Results of a Millward Brown Advocacy study conducted in 2005 and repeated in 2007 show that despite this rise in online activity, people still place greater trust in brand recommendations from personal contacts such as friends, family or colleagues than those read online. Although online sources, including blogs and message boards, have less influence on consumers, marketers cannot afford to ignore them. The reasons are simple: online sources are more likely to be critical of brands and an online negative comment is just as likely to put a consumer off a brand as one received from a personal contact.
Personal contacts are the primary “go-to” source for information
Millward Brown surveyed 1,000 people in the U.S. and U.K. about the influence that online and offline word of mouth (WOM) had on them when seeking information or advice about a new purchase. The results showed that, in both the U.S. and U.K, the majority of shoppers surveyed turn to friends, neighbors and colleagues for advice.
Despite the fact that people are least likely to go online to research a brand, the use of online sources increased in all categories between 2005 and 2007. But usage is only one dimension in measuring the value of WOM. Because the power of WOM is founded in trust, the study also evaluated sources based on their relevance and ability to convince.
Personal contacts most convincing and relevant.
People are much more likely to trust endorsements given by personal contacts and the independent press compared to online sources. So, although the Web is full of personal opinions and comments about brands, more traditional WOM sources have a greater influence on the choices consumers make. Over half of all respondents said that recommendations from personal contacts were positive, very convincing and very relevant.
The 2007 data showed that more U.K. shoppers are seeking advice before making a purchase. The use of all sources increased in almost all categories compared to 2005. In the U.S., results were much more varied. Except for in company-led sources which U.S. consumers found the least convincing and relevant, the number of people using them dropped in all six categories. The data suggests that as people's trust in corporations and brand owners has declined, more are turning to independent third parties for advice.
While most marketers like to focus on the positive potential of WOM, it also has a negative side. When people develop an emotional attachment to a brand, their feelings will drive WOM — and when a brand disappoints them, that WOM may be negative.
Generally, the amount of negative WOM from all sources has increased, but the largest increase was seen online.
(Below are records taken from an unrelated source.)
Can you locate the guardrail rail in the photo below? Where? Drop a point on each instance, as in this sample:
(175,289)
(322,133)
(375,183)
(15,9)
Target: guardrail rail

Online sources are more likely to offer advice about which brands to avoid. In the U.S., almost half of all those interviewed who used online communities, online contacts and blogs said they had received negative brand recommendations.
And a consumer is just as likely not to buy a brand as a result of a negative comment read online as a negative recommendation from a personal contact. This highlights the importance of monitoring online conversations.
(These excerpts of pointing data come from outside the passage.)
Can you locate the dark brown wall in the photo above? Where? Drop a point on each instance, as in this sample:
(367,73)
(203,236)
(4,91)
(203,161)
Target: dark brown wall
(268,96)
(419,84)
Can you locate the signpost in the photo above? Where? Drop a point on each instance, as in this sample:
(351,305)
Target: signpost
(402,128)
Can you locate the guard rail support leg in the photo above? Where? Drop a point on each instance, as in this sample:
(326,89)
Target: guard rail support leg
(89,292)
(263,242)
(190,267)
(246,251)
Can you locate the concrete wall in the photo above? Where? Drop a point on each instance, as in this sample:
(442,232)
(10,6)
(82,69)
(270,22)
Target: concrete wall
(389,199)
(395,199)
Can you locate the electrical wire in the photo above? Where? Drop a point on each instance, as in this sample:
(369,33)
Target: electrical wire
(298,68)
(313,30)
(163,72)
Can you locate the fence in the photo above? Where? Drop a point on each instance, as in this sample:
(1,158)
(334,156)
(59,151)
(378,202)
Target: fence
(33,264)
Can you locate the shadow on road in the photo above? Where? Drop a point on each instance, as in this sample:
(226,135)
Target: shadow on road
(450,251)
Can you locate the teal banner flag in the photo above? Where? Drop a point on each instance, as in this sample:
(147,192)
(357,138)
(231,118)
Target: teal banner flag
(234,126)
Multiple drivers of brand choice
Although no single source was identified as a clear driver of product or brand choice, WOM has a significant influence on consumers. One in four people chose a brand solely because of a recommendation received from a personal contact. After receiving negative comments about their original choice, 15-17 percent of shoppers changed their mind and bought a different brand.
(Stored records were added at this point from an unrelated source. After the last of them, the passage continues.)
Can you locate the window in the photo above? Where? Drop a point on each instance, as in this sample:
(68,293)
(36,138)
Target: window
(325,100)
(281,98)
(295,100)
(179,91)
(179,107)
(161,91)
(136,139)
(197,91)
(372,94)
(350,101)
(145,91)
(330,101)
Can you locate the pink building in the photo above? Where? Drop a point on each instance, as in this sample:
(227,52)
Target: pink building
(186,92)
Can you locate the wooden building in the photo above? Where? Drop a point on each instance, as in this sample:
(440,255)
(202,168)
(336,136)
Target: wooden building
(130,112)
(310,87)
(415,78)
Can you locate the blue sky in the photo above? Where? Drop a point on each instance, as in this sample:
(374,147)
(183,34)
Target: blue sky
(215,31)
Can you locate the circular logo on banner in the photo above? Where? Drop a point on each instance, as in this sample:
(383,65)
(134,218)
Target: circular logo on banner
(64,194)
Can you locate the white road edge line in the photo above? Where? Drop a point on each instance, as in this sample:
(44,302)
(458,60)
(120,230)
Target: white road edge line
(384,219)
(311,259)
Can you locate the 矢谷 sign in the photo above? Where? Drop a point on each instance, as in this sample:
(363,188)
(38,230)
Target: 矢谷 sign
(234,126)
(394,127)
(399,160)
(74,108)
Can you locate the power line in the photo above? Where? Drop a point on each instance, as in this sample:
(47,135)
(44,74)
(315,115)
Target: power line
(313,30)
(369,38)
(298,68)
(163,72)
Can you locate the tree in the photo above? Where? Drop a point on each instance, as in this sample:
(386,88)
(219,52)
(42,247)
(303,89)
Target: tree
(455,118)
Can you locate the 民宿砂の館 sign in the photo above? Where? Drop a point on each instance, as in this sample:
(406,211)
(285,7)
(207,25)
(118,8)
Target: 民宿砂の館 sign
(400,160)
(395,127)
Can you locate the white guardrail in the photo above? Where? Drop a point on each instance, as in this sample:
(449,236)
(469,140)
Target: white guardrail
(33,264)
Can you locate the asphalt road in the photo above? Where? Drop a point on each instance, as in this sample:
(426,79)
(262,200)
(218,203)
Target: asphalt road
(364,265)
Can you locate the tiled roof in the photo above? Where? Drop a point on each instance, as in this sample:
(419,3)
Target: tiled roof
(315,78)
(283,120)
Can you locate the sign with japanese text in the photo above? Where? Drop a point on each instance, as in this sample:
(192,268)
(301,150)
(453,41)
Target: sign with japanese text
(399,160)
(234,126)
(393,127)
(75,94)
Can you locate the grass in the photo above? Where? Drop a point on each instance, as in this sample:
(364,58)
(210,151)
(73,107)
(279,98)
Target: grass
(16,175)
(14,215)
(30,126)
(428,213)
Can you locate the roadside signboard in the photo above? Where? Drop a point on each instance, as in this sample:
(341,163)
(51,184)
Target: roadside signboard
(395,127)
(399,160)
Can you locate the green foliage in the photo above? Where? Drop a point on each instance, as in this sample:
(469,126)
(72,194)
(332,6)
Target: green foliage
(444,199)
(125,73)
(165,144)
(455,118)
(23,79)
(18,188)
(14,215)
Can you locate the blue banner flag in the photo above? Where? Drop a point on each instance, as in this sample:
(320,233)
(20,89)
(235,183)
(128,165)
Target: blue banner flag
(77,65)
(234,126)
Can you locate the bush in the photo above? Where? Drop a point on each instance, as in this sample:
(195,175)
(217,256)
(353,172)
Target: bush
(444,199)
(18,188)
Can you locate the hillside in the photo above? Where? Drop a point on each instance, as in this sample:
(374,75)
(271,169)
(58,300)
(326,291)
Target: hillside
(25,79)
Influence the many by talking to the few
Maintaining brand loyalty and listening to customers is necessary for continued business success. Marketers need to look for opportunities to build conversations with their customers and with those who may influence their customers. At the same time they must listen to any negative comments and learn from them. Swift remediation of a negative experience is not only the best defence; it may actually result in positive WOM if customer expectations are exceeded.